Enable push protection on your Git hosting platform. GitHub, GitLab, and Bitbucket all offer server-side scanning that blocks pushes containing detected secrets, catching anything that bypasses client-side hooks.
Scan the full commit history, not just the latest code. A secret committed and then deleted in a subsequent commit is still in the repository history. Full-history scanning detects these buried secrets.
Rotate compromised secrets immediately upon detection. Do not simply remove the secret from the code and consider it fixed. Revoke the exposed credential and issue a replacement before removing the code reference.
Use a secrets manager for all production credentials. Tools like HashiCorp Vault, AWS Secrets Manager, and Azure Key Vault centralize credential storage, enforce access controls, enable rotation, and maintain audit logs.

Common Mistakes

Relying solely on .gitignore to protect secrets. .gitignore prevents files from being tracked, but it does not protect secrets committed before the ignore rule was added, secrets embedded in tracked files, or secrets in configuration files that developers do not think to ignore.
Committing secrets to “private” repositories and assuming they are safe.
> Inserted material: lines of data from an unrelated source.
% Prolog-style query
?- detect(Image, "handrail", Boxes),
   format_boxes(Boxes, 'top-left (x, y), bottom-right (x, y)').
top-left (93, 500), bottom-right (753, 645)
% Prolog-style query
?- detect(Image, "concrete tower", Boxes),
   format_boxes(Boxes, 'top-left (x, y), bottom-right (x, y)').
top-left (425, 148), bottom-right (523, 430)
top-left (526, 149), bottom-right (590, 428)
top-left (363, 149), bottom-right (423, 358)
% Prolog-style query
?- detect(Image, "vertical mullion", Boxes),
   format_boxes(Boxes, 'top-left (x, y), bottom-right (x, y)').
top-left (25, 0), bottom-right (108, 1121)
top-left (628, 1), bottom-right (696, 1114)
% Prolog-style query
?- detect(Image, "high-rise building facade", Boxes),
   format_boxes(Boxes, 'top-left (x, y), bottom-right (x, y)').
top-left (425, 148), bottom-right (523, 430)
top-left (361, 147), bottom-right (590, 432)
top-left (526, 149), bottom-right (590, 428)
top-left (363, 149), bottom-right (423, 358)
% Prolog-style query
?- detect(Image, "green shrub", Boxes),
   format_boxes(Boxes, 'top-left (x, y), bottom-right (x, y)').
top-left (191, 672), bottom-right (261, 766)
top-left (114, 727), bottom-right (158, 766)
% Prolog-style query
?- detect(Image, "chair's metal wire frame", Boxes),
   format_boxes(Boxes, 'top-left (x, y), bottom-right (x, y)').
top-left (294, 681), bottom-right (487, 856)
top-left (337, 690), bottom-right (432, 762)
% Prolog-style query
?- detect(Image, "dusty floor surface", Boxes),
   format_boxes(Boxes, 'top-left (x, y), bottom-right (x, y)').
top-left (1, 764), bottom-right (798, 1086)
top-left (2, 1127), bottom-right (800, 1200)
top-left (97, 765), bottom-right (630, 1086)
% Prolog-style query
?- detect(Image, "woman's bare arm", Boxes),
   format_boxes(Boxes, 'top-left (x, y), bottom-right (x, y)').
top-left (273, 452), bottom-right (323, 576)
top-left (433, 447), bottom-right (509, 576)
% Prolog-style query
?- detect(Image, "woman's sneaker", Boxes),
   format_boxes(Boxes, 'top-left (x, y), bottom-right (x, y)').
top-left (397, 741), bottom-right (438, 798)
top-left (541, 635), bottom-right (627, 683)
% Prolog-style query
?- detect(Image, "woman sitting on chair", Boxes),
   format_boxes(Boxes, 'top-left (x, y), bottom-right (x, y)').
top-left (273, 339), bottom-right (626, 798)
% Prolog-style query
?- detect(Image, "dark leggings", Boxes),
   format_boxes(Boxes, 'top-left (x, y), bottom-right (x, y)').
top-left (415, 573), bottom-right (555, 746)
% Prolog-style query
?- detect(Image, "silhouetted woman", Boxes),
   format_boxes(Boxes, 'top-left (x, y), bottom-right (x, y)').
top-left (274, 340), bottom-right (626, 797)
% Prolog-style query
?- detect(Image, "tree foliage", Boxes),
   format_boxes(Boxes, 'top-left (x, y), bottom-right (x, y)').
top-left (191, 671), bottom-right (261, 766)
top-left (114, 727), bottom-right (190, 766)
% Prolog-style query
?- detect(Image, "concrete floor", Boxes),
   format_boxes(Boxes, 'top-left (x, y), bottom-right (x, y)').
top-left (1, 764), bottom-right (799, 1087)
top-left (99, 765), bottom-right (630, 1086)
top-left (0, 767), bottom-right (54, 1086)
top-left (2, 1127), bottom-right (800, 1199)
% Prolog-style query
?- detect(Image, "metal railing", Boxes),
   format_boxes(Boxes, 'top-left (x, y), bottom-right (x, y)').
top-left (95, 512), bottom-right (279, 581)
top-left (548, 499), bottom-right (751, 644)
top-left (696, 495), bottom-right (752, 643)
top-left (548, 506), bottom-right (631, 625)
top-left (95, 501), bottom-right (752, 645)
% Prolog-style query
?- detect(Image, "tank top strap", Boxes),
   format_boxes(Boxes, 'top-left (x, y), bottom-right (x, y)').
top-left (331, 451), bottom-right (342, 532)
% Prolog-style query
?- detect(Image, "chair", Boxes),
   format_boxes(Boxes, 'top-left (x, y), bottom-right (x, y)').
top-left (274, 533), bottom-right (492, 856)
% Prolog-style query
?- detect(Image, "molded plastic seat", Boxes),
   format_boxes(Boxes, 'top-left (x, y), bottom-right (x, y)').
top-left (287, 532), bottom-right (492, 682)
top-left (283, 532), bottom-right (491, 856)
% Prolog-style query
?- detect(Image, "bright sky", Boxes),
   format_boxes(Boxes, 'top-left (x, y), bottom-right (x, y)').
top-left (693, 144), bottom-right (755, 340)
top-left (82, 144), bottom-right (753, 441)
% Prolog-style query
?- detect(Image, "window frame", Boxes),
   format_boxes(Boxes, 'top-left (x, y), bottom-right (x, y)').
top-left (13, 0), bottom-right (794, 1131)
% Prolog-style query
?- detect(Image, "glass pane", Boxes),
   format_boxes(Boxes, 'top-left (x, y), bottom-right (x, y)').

Private repositories are only as secure as the access controls around them. A leaked personal access token, a misconfigured fork, or a future open-sourcing decision can expose every secret in the history.
Removing the secret from code without rotating the credential. Deleting the file or line containing the secret does not revoke the credential. The secret remains in Git history and may already have been harvested by automated scanners. Always rotate first, then clean up the code.
Using environment variables in Dockerfiles or CI configuration visible to logs. While environment variables are better than hardcoded secrets, exposing them in Dockerfile ENV instructions, CI log output, or build arguments can leak them through different channels. Use build-time secret mounting or runtime secrets injection instead.